Moonalice and its adjacent project, Doobie Decimal System, have performed at BottleRock every year since 2013, but Roger McNamee, a prominent venture capitalist who can frequently be found talking finance and tech on national TV, points out that since the band shifted directions, it’s gotten invited to play more pop music festivals. One festival McNamee hopes to get an invite to is the revived Harlem Cultural Festival, featured in “Summer of Soul.”

“Are you kidding? I mean that would be the greatest thing ever,” McNamee said. “I saw the news that that thing’s happening, and I called our booking guy and I said, ‘Dude, you have one job. Make this happen.’ I surely hope it does. We don’t know the people who are producing it, so I don’t know what they’re thinking.”

That’s a sentiment that Chambers shares, too.

“I would love that more than anything. I wish that could be. I hope, I pray every night for that,” he said. “The Chambers Brothers don’t exist anymore. But Lester Chambers, Dylan Chambers with Moonalice do exist, and people love what we do. … I think Moonalice would add a great, fantastic point of view to that show.”



It’s McNamee’s dream to recreate the Chambers Brothers set from the original concert, and he said Moonalice already plays all but one of the songs the Chambers Brothers played there, as well as other soul classics, which is what fans can expect at BottleRock.

“We’ll play them all, are you kidding? If anybody who saw ‘Summer of Soul’ wants to get that vibe, that’s where we’re going,” he said. “What we’ve done is taken some other really cool soul tunes and turned them into psychedelic soul. ‘Yes We Can Can,’ which was Pointer Sisters; we have rearranged that as a psychedelic soul tune. We’re doing ‘You’re All I Need to Get By,’ which was Marvin Gaye and Tammi Terrell.

“BottleRock is a great place for that, because psychedelic soul is just such easy music to love. It just goes right to you,” he said.

Lester Chambers is now the lead singer of Moonalice, though the band has always taken turns singing lead, way back when it started. McNamee guesses that he used to sing about 60 percent of the time before, but that now it’s only every third show or so. The T Sisters are a talented group, and Moonalice takes full advantage of their sweet harmonizing.

“And that’s exactly the way it’s got to be,” he said. “Between Lester and Dylan Chambers, and the T Sisters, we have five killer vocalists. This band has old and young—Lester’s 82 and the twins are 34. It has Black and white, male and female. We look like America, and we’re leaning into that in a big way. The values of the band are encapsulated in the Chambers Brothers’ song, ‘Love, Peace and Happiness.’ Not because we ignore all the hard things are going on, but rather because we think the way to deal with it is to bring people together.”



McNamee said his favorite Chambers Brothers song to play is easily “Time Has Come Today,” which was a part of his soundtrack in his youth.

“The first time I played it [with Chambers], I could barely keep it together, because it was so exciting to play the song,” he said.

But nearly as exciting are classics like “People Get Ready,” “Love, Peace and Happiness” and “Let’s Get Funky.” He said those songs and others still need to be played because they are as relevant as ever with human rights again prominently under attack.

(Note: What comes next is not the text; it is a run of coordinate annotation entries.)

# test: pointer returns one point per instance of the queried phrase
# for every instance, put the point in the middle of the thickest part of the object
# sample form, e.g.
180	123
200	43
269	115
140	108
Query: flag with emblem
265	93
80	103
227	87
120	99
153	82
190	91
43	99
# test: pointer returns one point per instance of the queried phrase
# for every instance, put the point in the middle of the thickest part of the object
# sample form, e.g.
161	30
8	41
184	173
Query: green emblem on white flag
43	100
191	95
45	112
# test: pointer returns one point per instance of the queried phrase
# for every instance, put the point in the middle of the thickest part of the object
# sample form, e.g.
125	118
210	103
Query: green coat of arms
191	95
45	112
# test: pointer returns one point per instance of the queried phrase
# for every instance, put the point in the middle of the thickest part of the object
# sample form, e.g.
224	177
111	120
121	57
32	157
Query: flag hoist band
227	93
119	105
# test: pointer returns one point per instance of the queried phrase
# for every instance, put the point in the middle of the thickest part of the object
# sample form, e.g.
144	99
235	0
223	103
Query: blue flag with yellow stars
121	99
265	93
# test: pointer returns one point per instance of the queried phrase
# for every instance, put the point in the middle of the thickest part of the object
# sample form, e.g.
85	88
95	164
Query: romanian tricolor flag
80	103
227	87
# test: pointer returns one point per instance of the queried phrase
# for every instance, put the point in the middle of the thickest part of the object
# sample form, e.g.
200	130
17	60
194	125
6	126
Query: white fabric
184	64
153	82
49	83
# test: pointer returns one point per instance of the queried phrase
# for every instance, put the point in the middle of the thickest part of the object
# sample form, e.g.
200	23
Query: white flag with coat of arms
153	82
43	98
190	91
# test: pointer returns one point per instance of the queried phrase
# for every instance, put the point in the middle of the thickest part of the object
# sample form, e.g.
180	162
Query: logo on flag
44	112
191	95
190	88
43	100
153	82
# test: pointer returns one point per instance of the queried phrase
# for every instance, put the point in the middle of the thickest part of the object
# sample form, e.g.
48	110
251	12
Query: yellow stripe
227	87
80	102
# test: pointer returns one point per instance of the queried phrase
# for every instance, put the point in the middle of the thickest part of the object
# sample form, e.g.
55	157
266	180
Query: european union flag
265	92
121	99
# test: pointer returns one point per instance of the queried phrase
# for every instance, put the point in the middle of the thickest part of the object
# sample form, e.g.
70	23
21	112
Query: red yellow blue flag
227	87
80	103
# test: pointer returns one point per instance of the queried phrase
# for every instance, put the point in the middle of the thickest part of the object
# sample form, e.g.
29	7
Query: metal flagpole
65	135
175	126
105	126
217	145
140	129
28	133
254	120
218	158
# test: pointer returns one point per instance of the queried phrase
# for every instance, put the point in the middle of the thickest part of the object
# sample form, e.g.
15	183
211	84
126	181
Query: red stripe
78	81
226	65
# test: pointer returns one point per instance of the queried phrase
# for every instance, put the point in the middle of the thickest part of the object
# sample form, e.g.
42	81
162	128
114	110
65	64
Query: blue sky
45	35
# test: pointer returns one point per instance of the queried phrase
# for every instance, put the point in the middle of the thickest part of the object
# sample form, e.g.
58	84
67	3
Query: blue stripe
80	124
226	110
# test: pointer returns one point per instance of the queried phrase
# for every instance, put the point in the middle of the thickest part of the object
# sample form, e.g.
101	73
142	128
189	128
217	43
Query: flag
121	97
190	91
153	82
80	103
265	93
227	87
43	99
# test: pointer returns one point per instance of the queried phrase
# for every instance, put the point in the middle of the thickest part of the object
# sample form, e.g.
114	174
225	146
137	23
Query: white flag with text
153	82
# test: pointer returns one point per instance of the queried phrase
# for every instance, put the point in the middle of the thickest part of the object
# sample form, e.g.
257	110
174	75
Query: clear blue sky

“It’s just so fun because Lester gets younger every year. We’ve been at this with [Chambers] for three years and … the music gives him so much energy, and the audience gets so much love from him. It’s a beautiful thing,” McNamee said. “Lester’s just turned 82. He’s rock royalty. The Chambers Brothers were a big band. They had top 10 hits and all that. But they were the band that musicians were really into. When they went to England, the band that greeted him was the Beatles. The Beatles took them to the Abbey Road, and they spent a day together. Jimi Hendrix was their friend. The band Alice Cooper was put together, did its rehearsals and found its name while living in the Chambers’ house and working all the stuff out in their studio. You know, [Lester Chambers’] last 20 years were pretty hard. And so, he’s getting another day in the sun.”